Generative Fuzzy System for Sequence Generation
This work addresses the problem of improving robustness and generalization in generative models for researchers and practitioners in AI, though it appears incremental by combining existing methods.
The authors tackled the opacity and limited knowledge acquisition of generative models by proposing a Generative Fuzzy System (GenFS) framework that integrates deep learning with fuzzy systems for interpretability and dual-driven mechanisms, resulting in a model called FuzzyS2S that outperforms Transformer and shows better performance than T5 and CodeT5 on some datasets in machine translation, code generation, and summary generation tasks.
Generative Models (GMs), particularly Large Language Models (LLMs), have garnered significant attention in machine learning and artificial intelligence for their ability to generate new data by learning the statistical properties of training data and creating data that resemble the original. This capability offers a wide range of applications across various domains. However, the complex structures and numerous model parameters of GMs make the input-output processes opaque, complicating the understanding and control of outputs.
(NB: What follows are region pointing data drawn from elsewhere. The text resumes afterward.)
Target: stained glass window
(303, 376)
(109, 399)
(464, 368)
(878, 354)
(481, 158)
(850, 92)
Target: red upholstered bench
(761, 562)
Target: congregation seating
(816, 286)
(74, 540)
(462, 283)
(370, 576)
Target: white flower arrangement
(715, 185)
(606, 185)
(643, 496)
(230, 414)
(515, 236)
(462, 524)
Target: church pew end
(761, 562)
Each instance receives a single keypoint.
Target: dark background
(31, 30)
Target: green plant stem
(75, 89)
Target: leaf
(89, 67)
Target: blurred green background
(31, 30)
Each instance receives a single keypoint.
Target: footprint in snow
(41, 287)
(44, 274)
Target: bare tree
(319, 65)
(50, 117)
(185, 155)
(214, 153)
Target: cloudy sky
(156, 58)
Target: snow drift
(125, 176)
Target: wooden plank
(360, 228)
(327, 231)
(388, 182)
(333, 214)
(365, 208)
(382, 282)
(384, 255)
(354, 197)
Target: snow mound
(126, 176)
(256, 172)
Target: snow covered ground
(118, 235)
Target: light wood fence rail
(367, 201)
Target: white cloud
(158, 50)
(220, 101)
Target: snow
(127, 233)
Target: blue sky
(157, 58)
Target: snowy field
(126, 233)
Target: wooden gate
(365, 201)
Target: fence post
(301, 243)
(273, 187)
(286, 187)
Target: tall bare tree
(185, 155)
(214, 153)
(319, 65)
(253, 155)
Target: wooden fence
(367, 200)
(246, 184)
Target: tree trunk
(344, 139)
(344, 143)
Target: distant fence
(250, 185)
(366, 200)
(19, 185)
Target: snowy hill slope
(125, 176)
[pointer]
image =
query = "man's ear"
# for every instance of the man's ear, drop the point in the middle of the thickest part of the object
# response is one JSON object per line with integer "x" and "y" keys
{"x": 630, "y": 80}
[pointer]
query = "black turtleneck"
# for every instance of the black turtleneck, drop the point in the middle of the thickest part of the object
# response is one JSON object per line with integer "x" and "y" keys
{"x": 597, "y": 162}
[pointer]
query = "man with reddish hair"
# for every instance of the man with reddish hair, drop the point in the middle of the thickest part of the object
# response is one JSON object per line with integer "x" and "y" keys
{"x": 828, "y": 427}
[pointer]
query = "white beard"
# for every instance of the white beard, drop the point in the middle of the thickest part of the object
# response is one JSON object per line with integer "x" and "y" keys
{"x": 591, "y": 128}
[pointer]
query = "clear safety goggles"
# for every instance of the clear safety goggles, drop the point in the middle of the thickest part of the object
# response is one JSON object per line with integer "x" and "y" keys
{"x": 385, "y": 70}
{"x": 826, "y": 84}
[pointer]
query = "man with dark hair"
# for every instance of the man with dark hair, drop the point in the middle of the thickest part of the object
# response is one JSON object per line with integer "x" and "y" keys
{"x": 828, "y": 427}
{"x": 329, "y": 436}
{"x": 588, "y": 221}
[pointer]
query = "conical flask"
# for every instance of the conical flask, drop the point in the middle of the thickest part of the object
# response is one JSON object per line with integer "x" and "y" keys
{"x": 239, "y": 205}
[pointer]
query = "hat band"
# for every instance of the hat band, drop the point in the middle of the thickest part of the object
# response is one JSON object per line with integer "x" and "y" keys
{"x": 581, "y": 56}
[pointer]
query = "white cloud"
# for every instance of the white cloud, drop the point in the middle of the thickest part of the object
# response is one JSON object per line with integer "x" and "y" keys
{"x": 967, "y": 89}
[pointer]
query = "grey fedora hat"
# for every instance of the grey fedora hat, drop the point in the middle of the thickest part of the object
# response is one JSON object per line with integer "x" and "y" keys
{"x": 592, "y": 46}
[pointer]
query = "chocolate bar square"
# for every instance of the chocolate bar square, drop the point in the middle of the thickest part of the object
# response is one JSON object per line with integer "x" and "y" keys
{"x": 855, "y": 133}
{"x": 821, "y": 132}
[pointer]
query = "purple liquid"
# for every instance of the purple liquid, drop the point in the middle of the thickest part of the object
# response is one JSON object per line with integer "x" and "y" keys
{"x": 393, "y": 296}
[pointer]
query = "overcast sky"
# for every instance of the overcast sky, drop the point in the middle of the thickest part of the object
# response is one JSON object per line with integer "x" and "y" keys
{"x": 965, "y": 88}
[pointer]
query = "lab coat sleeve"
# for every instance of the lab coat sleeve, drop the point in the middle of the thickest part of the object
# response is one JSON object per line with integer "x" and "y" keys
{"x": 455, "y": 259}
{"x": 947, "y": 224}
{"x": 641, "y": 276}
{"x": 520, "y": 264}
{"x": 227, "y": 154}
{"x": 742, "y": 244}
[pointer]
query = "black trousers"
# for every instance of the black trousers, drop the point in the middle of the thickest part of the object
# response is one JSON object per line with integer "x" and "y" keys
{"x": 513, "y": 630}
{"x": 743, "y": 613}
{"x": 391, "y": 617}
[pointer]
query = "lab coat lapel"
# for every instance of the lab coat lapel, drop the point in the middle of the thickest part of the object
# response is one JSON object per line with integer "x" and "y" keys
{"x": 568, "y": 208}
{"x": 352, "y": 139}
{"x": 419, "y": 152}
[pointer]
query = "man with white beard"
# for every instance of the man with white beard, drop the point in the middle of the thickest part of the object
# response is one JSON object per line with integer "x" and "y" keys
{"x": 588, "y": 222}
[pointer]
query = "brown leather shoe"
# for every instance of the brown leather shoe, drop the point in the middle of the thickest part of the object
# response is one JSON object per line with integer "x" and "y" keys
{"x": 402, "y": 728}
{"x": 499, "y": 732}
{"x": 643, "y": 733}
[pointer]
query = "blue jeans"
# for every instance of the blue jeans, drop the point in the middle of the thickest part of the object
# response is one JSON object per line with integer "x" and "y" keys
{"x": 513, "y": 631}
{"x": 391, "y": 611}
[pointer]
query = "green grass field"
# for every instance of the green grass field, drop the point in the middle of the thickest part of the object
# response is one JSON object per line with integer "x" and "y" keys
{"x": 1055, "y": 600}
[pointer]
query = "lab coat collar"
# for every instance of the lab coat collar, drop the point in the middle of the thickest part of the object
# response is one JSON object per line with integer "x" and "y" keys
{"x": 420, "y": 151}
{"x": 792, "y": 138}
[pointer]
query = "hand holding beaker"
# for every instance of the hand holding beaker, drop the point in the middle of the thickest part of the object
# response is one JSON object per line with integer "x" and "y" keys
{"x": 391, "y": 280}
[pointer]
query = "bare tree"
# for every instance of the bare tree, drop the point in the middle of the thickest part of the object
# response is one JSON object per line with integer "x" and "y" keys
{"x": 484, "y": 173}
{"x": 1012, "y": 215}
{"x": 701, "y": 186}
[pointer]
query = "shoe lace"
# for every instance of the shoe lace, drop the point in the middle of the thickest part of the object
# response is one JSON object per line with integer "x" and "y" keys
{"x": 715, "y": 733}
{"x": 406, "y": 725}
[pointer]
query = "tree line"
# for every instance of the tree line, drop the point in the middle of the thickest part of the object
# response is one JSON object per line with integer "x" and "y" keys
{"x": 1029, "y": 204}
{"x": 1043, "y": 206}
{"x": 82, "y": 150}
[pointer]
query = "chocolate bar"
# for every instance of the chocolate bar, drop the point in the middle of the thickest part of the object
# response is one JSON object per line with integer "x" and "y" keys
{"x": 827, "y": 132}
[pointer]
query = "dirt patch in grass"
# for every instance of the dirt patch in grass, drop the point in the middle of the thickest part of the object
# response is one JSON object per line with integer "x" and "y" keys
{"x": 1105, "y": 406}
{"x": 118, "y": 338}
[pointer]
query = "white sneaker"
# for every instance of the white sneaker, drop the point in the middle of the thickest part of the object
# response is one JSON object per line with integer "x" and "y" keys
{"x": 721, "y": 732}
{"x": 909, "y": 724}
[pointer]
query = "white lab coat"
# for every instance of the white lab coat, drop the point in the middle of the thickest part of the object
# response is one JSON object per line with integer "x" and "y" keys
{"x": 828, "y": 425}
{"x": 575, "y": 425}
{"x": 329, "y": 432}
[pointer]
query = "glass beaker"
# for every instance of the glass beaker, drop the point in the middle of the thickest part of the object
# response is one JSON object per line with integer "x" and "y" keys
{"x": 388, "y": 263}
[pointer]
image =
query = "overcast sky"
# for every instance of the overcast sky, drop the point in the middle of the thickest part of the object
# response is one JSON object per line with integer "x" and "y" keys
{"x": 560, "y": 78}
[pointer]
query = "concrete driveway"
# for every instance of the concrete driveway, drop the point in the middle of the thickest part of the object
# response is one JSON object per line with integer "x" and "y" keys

Moreover, the purely data-driven learning mechanism limits GM's ability to acquire broader knowledge. There remains substantial potential for enhancing the robustness and generalization capabilities of GMs. In this work, we introduce the fuzzy system, a classical modeling method that combines data and knowledge-driven mechanisms, to generative tasks. We propose a novel Generative Fuzzy System framework, named GenFS, which integrates the deep learning capabilities of GM with the interpretability and dual-driven mechanisms of fuzzy systems. Specifically, we propose an end-to-end GenFS-based model for sequence generation, called FuzzyS2S. A series of experimental studies were conducted on 12 datasets, covering three distinct categories of generative tasks: machine translation, code generation, and summary generation. The results demonstrate that FuzzyS2S outperforms the Transformer in terms of accuracy and fluency. Furthermore, it exhibits better performance on some datasets compared to state-of-the-art models T5 and CodeT5.